Este año participo activamente en la organización del Pequebasket, una reunión mensual promovida por la Delegación Provincial en la que chicos y chicas de entre 5 y 7 años disfrutan de sus primeros partidos de baloncesto organizado, en cancha completa, con árbitros y un compañero que, al igual que ellos, se presenta uniformado, aunque de distinto color. De esta manera, los pequeños empiezan a familiarizarse con las reglas más básicas (dimensiones del campo, alternancia de posesiones, la necesidad de botar para desplazarse con el balón), las normas no escritas (hay que dar la mano al rival al terminar el partido o dirigirse con respeto al árbitro) y también con los códigos implícitos del deporte.
En el Pequebasket la ausencia de resultado lo mediatiza todo. Fallar no es ningún problema si hay una voluntad consciente de intentar hacer "bien" las cosas, tal y como entre semana les indican los entrenadores. Nadie en el pabellón concibe al equipo que viste de distinto color como un adversario al que derrotar, sino como un bien necesario que posibilita la contienda. La edad de los chicos también es un factor corrector de las actitudes de los adultos. Todos los comportamientos que llevan a cabo se explican desde la falta de una conciencia preclara y, sus fallos, por las escasas aptitudes psicomotrices aún desarrolladas.
No es raro que los entrenadores animen a "rivales" a llevar a cabo determinadas acciones, aunque puedan suponer una anotación en contra o que los padres aplaudan indistintamente las canastas de unos y otros, celebrando esa suerte de bautismo que supone meter los dos primeros puntos de una, ojalá, larga carrera.
Pero resulta que estos niños y niñas cumplen ocho años y todo lo que les queda es jugar la liga benjamín, una maqueta a escala de las competiciones profesionales, aunque sin concentraciones en hoteles ni viajes en avión. Una liga con todos los ingredientes: un calendario jornada a jornada, una clasificación, un árbitro en cada partido y un oficial de mesa tomando nota y dando fe del marcador.

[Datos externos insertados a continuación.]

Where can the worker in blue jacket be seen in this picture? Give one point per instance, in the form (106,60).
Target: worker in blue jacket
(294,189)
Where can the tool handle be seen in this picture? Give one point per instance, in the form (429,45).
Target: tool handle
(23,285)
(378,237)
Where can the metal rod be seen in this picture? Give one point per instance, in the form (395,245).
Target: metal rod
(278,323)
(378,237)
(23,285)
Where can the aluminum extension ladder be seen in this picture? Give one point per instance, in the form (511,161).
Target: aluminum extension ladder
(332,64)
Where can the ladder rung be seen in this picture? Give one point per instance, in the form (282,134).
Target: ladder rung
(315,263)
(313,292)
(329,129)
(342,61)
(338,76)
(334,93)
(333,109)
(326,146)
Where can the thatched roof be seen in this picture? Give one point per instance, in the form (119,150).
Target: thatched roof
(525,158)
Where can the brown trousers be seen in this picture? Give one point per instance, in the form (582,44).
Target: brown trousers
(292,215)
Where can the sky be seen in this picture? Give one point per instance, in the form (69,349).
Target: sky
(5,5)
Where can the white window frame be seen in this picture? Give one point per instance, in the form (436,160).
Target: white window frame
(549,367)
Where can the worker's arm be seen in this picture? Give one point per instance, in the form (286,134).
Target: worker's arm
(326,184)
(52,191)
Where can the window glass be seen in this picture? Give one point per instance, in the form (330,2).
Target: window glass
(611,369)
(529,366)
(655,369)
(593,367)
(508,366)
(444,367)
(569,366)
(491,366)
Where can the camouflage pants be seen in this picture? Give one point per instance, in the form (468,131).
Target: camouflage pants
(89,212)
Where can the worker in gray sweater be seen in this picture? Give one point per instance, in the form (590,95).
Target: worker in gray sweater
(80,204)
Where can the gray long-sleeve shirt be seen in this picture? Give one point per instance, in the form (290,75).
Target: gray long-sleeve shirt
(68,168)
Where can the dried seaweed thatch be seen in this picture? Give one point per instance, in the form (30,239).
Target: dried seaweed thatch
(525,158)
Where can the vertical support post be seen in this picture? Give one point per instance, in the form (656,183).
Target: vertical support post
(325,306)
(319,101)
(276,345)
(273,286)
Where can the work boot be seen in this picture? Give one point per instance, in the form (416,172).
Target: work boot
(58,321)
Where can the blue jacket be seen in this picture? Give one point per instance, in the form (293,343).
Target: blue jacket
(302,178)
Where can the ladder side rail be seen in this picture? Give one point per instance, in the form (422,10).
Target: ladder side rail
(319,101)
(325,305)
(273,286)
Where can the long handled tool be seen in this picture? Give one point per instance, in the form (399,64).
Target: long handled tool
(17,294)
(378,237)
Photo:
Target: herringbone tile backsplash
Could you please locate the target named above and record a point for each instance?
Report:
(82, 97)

Ahora el jugador bueno del rival ya no es un niño simpático, sino un chulo que debería estar disputando una categoría superior. Ya no hay objetivos compartidos o comunitarios; el jugador rival ya no es un miembro de la misma gens, sino el próximo caudillo de la tribu rival y el árbitro un Salomón que actúa, desafiando todas las leyes de la lógica, siempre en contra de ambos bandos.
Y llegan a cadetes y a juniors, ya no te digo si pueden ser profesionales. Y entonces solo hay adolescentes o adultos comparando sus competencias y habilidades en la actividad, en este caso baloncesto, que han convenido. Llegados a este punto empiezan a diluirse las originales intenciones pedagógicas del deporte, los principios morales que anteponen los medios a los fines e, incluso, las nociones más básicas de respeto al adversario que es inferior. Lo comprobé el pasado sábado, pocas horas después del Pequebasket, acudiendo con un equipo muy mermado a jugar en Valladolid.
Finalizo dejando constancia de mi gusto por la agonística y la competición, necesarias para inducir un ejercicio concentrado y apasionado del deporte, pero sembrando, al mismo tiempo de dudas por todo ese camino que conduce al profesionalismo y que, a cambio de dos o tres estrellas, produce muchos individuos frustrados o soberbios, demasiados residuos intergalácticos.